An example might illustrate what I mean: Most literature has treated cigarette consumption by the poor as an addiction, an unwanted habit that consumes an undue portion of income. If this income was instead spent on acquiring more calories, the poor could increase their productivity and improve their standard of living, or so the story goes. However, these approaches ignore the possibility that cigarettes may serve a very direct and relevant need – the reduction of stress levels caused by living on the margin of survival. Thus, a more libertarian approach would recognize that in addition to feeding themselves, the poor are correctly concerned with stress-reduction, which is necessary for maintaining or indeed increasing their productivity. By narrowly focusing on calorie intake, and treating cigarette consumption in a rather patronizing manner, these approaches generate bad analysis. However, the other extreme would be acknowledging that poor workers use cigarettes for stress-reduction, and empowering this choice in the name of “freedom of choice.” The problem here is that cigarettes kill. Therefore, a true aid to the poor would be the provision of alternative, healthier methods of stress-reduction that can compete with cigarettes in terms of effectiveness and affordability. Notice that such a policy can only come about by a mixture of libertarianism and paternalism: first, we should take the choices of the poor at face value to understand what needs they serve; and once we know this we must seek to provide better, healthier ways of meeting these same needs. Instead, researchers have too often focused on what the poor should need, and then wondered why they don’t behave accordingly. 

To make my arguments, I will primarily rely on the essay by Banerjee & Duflo (2006) called “the economic lives of the poor.” Through this and other closely associated texts I will try to establish how development economics tends to approach the issue of nutritional spending by the poor.
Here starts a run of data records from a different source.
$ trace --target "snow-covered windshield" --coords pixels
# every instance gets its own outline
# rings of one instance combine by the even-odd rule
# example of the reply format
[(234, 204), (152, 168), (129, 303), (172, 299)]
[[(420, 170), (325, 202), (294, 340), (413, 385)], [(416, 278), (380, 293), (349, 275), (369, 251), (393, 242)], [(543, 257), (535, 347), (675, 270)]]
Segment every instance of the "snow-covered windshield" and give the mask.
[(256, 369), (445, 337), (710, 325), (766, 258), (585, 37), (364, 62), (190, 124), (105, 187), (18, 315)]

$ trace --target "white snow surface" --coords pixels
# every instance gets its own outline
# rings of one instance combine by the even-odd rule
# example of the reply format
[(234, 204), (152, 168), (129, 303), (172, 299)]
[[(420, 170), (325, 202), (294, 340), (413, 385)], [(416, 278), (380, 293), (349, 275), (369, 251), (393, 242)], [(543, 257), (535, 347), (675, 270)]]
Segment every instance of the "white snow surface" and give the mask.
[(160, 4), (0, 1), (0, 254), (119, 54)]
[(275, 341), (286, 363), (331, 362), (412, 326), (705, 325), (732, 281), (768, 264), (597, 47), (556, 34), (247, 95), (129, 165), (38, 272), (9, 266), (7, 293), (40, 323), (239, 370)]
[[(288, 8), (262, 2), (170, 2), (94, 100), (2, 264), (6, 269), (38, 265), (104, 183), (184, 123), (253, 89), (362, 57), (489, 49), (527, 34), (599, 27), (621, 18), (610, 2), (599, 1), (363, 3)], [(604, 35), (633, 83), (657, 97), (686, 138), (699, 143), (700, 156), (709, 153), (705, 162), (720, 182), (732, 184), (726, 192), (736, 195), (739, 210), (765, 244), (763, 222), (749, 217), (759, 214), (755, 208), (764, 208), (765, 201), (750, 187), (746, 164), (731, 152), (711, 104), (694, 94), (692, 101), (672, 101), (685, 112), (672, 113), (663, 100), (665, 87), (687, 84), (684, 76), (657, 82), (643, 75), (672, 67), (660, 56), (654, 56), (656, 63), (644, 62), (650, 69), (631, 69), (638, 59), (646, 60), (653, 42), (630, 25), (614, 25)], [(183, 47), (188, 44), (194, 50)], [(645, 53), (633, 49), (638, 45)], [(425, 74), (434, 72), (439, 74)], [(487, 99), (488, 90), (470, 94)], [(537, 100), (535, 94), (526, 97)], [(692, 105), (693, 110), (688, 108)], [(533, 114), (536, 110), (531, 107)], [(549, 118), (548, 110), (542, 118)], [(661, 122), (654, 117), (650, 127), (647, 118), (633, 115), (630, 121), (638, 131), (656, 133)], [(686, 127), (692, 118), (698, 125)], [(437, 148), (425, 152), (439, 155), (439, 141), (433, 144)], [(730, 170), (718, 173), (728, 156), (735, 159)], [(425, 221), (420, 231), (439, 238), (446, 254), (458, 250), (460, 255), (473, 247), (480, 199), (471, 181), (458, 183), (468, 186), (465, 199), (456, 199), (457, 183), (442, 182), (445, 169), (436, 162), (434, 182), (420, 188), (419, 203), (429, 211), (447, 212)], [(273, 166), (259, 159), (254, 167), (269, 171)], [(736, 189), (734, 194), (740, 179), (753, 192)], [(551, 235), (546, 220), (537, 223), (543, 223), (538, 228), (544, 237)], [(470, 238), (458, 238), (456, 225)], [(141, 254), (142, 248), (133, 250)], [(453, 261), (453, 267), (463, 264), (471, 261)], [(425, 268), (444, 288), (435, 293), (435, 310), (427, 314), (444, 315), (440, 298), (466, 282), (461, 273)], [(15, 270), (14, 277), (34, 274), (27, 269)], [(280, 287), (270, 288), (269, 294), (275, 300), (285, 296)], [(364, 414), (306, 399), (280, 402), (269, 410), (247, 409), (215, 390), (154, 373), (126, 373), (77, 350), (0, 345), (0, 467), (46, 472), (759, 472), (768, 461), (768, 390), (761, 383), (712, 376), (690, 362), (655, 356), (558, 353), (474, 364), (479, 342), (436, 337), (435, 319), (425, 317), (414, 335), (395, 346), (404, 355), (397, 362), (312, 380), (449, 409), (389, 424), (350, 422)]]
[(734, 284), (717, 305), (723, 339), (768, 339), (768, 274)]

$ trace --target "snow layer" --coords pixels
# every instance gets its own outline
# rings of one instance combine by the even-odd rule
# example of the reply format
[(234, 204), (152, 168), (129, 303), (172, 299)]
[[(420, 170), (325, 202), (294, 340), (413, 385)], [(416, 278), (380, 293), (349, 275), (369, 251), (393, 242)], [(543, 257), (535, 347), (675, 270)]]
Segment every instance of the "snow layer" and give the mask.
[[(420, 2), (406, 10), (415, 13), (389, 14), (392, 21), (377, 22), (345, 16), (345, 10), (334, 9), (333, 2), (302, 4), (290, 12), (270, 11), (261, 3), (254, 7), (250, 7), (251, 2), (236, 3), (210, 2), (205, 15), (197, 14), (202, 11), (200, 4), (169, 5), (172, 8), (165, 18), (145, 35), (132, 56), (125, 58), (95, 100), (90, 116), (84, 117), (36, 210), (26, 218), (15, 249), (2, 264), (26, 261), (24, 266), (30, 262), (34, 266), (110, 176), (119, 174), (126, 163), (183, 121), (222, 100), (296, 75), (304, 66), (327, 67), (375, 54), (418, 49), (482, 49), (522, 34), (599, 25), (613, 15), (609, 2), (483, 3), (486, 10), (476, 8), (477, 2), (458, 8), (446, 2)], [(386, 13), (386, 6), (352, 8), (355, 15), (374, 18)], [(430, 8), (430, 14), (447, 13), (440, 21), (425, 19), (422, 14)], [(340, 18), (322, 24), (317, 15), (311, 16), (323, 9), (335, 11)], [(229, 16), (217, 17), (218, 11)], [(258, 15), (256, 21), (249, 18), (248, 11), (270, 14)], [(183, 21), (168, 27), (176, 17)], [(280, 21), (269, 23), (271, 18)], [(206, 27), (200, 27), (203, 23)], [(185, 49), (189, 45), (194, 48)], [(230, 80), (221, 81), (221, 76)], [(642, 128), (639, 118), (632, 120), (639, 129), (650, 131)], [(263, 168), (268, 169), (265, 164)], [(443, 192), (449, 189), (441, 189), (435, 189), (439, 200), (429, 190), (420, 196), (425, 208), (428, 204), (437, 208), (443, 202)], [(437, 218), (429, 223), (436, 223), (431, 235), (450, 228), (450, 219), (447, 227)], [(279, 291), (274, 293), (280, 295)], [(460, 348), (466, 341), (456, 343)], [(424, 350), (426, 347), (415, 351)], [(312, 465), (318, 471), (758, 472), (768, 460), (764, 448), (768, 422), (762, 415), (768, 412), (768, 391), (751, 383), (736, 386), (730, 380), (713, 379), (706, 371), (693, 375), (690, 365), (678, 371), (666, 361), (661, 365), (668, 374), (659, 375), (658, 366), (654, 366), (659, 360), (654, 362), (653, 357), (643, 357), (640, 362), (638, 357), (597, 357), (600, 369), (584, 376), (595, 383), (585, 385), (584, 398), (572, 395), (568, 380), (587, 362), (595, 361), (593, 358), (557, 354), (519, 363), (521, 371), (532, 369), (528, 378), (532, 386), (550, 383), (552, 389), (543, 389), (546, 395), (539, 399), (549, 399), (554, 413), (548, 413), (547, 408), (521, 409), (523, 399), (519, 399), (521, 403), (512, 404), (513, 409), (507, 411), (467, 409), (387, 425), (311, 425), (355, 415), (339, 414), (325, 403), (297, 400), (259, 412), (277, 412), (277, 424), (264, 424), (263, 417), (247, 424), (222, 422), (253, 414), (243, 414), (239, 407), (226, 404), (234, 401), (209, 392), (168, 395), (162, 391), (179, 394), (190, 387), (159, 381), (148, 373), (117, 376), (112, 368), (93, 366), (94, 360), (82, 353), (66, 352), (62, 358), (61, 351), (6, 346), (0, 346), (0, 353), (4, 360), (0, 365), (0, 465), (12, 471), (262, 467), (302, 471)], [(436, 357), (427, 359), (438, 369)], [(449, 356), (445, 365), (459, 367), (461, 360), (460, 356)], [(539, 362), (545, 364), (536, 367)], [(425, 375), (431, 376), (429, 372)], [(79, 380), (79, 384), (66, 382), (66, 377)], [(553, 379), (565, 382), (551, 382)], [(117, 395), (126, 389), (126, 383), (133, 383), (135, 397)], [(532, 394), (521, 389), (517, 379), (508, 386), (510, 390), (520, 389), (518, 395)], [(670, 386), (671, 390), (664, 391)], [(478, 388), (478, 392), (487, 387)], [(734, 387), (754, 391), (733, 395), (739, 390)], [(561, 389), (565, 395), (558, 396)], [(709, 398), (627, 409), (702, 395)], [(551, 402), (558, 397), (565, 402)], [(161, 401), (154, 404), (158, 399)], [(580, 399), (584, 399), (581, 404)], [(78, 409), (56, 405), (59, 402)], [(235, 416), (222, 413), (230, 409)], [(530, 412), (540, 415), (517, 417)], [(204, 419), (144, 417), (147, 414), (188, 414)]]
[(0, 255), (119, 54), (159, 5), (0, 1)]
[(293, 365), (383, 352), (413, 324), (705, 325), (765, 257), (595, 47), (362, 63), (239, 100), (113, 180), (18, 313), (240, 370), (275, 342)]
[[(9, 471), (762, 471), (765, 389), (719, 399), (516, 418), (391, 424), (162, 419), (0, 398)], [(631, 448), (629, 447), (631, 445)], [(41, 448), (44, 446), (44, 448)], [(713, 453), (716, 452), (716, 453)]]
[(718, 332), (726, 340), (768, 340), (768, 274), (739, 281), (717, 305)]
Banerjee & Duflo analyse the relationship between income, nutrition and productivity as follows: people spend their energy on work, which earns them income; they use their income to purchase food, which gives them energy to perform work tomorrow. Thus, food (or energy received from food) mediates the relationship between income today and income tomorrow. While this model implies that the poor should consume as many calories as possible, this is not actually the case. More specifically, the poor very frequently spend their money on “expensive calories” such as sugar, or non-food items such as cigarettes and tobacco.

I will challenge Banerjee & Duflo on the following account: I will argue that the focus on caloric intake is too narrow, and the link between calories consumed and productivity is exaggerated at the expense of other highly-relevant causal factors. Specifically, expanding the model by incorporating “stress” explains observed behavior better than the original model. Using some evidence from neuroscience, I will show that expenditures on sugar, alcohol and cigarettes are actually quite predictable if we understand that productivity is related to stress. Stress affects cortisol levels, which affects blood-sugar levels and causes craving for sugar. Similarly, both alcohol and tobacco are shown to regulate cortisol levels (albeit at the expense of other health factors). Thus, the poor are actually making choices that help them maintain their productivity, but through channels that are ignored by the authors. 

In the final analysis, I will complement this “healthy libertarianism” with a “healthy paternalism” by arguing that just because the poor use sugar, tobacco and alcohol for stress-reduction does not mean that it’s the best idea. These substances have long-term detrimental effects that are not fully internalized by individuals. Thus, it is in the long-run interest of the poor to have access to stress-reduction tools that are just as affordable and effective as tobacco or alcohol, but are less damaging. It is completely beyond the scope of my knowledge to promote any actual remedies, so my contribution is merely showing that we can talk about the poor in a less paternalistic way while also improving our analysis.